The Reproductive Endocrine Unit (REU) at Massachusetts General Hospital (MGH), a Harvard affiliate, is seeking an enthusiastic and ambitious full-time postdoctoral fellow who demonstrates an interest in reproductive medicine, biology, and genetics.
The mission of our lab focuses on improving the understanding the mechanistic drivers of rare reproductive disorders of human infertility through human genomics, transcriptomics and phenomics. Through increased knowledge about the architecture of infertility, we strive to conduct research that will ultimately lead to meaningful improvements for the care of individuals impacted by the diagnoses we study. To accomplish this work, our lab employs a combination of clinical assessments, physiological studies, large-scale genomic sequencing (DNA, RNA, epigenetic), and functional validation leveraging both patient derived specimens and in vitro/in vivo modeling. Our lab is fortunate to have the opportunity to closely collaborate with physicians and investigators across the globe to create unique clinical cohorts with comprehensive clinical examinations, electronic medical records, biospecimens, and continuing clinical follow-up.

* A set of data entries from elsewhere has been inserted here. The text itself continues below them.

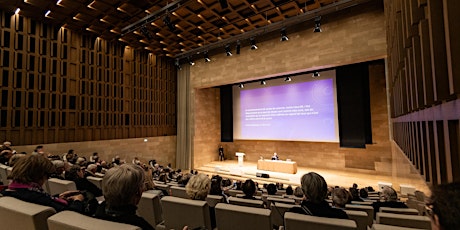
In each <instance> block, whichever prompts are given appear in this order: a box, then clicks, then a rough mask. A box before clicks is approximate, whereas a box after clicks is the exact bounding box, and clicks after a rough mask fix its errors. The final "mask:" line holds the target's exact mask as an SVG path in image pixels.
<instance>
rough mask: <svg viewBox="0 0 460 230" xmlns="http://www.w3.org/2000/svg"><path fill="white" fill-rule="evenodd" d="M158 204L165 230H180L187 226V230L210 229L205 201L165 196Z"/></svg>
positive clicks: (210, 220) (207, 209) (205, 201)
mask: <svg viewBox="0 0 460 230" xmlns="http://www.w3.org/2000/svg"><path fill="white" fill-rule="evenodd" d="M160 202H161V208H162V209H163V218H164V225H165V227H166V229H182V228H183V227H184V226H188V228H189V229H194V228H197V227H206V228H207V229H212V227H211V216H210V211H209V206H208V203H207V202H206V201H201V200H190V199H185V198H180V197H174V196H165V197H163V198H162V199H161V201H160Z"/></svg>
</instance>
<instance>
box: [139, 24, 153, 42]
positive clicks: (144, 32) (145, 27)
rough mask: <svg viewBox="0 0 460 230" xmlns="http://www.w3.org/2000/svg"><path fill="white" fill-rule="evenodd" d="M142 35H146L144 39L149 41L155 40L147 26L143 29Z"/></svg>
mask: <svg viewBox="0 0 460 230" xmlns="http://www.w3.org/2000/svg"><path fill="white" fill-rule="evenodd" d="M141 34H142V35H144V37H146V38H147V39H148V40H151V39H153V36H152V34H151V33H150V32H149V30H148V29H147V27H145V26H143V27H141Z"/></svg>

Our laboratory is part of a National Center for Translational Research in Reproduction and Infertility, funded by the National Institute of Child Health and Development (NIH). The Unit is also a new recipient of a Gates Foundation Grand Challenge Award. Dr. Seminara, Unit Chief, is PI on a NIH Merit Award which provides 10 years of funding for her translational studies. Thus, the Unit is securely funded for the next 10 years and is eager to welcome a post-doctoral research fellow for a multi-year professional experience.
Currently, we are interested in recruiting postdoctoral fellow with experience in human induced pluripotent stem cell (hiPSC) derivation and cell model work. We are currently generating hiPSC derived GnRH neurons. We want to investigate the cellular and molecular consequences of genetic variation on GnRH neurons by comparing and contrasting the GnRH transcriptome, morphology, migratory capability and secretory function between wild-type and edited GnRH neurons. This project, along with other work from our Unit and its collaborators, will aid in the diagnosis and management of infertility, inform genetic risk prediction for infertility conditions, and facilitate the development of novel therapeutic options for infertility.